Point taken. But when the original mission fails and the external clock is
ticking, it is surely time to try something else. And the particular
curves that are produced by the (tweaked) meta proposal that is currently
on the table seem to meet all of our agreed security requirements and have
reasonable-to-execllent performance to boot.

> We will not receive
>transparency by engaging in horse trading.
>'Compromise' is a word that should be banned from this discussion; we
>already have (potentially) compromised curves!

That's indeed an unfortunate collision! However, I think we know what we
mean when we say "compromise" here.

>> I'd be grateful if the folks from the MGN team could say more on the
>> why they chose this particular prime, and give some insight into the
>> performance impact of choosing it over near neighbours such as 2^389-21.
>> Others should chime in too - for example, people should feel free to
>> repeat performance numbers from earlier in our discussions (they are out
>> there in the archive somewhere!).
>> Please let's collaborate and see if we can swiftly resolve whether there
>> is a significant performance impact or not.
>I think a competition has more to offer than a 'collaboration' where
>parties get more influence by having more people send emails to the list.

1. This process has never been a competition, in the AES or SHA-3 sense.
It was not set up that way, and it was not intended to run as such. Maybe
people really are under that misapprehension - it would certainly explain
some of the behaviour and petty point scoring that I've seen on the list.

2. If you want to make an accusation that specific parties have been
"DoSing the list" then I think you need to be more specific than this. You
can direct your comments to the chairs or to Lars Eggert off list if you

>What should count are the merits of papers, implementations, and internet
>drafts so that proposals get more influence by being objectively better.

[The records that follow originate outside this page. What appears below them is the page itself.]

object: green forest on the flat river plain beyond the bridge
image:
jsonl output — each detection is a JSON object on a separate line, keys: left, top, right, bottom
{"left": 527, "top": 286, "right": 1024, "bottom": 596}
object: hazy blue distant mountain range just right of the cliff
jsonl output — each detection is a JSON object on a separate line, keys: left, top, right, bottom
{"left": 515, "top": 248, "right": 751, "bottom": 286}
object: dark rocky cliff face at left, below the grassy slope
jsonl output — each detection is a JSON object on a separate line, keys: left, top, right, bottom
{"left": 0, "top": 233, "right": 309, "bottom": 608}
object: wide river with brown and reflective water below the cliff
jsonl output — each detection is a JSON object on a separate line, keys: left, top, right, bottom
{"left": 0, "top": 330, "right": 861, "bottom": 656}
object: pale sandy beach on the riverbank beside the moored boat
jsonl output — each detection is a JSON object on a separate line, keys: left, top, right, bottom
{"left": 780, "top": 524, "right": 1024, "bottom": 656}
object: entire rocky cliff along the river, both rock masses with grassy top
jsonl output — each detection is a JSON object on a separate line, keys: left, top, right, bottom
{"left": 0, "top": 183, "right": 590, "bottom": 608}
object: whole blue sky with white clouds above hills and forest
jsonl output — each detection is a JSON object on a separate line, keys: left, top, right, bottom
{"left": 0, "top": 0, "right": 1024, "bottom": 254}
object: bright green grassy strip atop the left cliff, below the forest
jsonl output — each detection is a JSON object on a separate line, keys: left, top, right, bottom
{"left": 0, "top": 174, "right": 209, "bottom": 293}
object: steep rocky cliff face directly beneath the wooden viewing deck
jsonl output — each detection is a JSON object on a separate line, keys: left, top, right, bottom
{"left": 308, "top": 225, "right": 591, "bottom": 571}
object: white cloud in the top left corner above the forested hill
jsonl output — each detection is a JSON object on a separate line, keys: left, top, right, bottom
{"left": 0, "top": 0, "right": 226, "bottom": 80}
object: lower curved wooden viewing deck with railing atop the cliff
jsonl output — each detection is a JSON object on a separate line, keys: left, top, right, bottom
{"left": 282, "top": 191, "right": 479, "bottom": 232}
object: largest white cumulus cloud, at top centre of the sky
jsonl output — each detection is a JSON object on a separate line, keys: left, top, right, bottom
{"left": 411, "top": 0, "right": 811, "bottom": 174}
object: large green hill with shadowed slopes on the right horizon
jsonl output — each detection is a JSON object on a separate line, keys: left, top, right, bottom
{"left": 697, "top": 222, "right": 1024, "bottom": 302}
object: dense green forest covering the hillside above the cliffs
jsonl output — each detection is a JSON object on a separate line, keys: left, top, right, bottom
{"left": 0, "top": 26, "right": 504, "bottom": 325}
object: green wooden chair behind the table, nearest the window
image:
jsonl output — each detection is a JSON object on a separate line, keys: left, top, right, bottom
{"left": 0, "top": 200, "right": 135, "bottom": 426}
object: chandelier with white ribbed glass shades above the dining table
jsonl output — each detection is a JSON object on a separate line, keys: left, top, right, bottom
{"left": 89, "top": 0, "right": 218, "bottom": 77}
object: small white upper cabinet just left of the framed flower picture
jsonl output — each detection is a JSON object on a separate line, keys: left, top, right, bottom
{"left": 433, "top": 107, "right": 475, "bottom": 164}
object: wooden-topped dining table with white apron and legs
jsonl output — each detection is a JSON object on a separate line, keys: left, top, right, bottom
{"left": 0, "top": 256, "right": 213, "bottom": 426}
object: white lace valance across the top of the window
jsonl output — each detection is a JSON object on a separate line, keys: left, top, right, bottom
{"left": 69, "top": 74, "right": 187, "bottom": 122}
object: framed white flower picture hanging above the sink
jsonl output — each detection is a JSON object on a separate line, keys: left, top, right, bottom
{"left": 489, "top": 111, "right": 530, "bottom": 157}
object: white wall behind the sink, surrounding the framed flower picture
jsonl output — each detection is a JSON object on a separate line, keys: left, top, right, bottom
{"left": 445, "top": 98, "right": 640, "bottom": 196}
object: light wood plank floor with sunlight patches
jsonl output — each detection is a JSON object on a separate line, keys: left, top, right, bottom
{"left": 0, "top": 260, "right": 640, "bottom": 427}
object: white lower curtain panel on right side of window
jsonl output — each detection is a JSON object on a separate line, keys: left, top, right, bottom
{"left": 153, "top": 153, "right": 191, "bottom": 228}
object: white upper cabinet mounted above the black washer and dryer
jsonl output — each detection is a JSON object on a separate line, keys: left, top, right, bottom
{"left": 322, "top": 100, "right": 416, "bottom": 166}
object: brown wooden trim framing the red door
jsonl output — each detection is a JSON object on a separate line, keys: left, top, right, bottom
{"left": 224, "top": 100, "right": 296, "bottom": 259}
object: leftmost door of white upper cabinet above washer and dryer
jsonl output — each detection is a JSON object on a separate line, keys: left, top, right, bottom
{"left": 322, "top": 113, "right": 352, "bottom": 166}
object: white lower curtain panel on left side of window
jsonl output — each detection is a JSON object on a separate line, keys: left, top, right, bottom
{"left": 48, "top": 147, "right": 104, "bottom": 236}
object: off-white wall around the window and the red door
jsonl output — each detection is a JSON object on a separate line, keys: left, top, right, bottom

I could not agree more. But what what you have to remember, I think, is
that no single party or group has a monopoly on papers or implementations
in this area. While no-one doubts the high value of the contributions that
you and your co-authors have made over a period of many years to the
development of "modern ECC", there are now plenty of other people who have
learned from and built upon your work.

>So, I would very much like to support what Kenny said:
>> Let's get past instinct to hard numbers.
>... but I think this needs clear requirements, deadlines etc.

And I'll repeat what I wrote above, in short form: we tried to extract
requirements, and while we made progress, we did not complete even this
initial task satisfactorily. I am not apportioning blame for that, and I
will happily take my share of it (and, believe me, some people have been
quick to e-mail me off-list to tell me exactly what my due share of it

More to follow in the coming days on deadlines and process.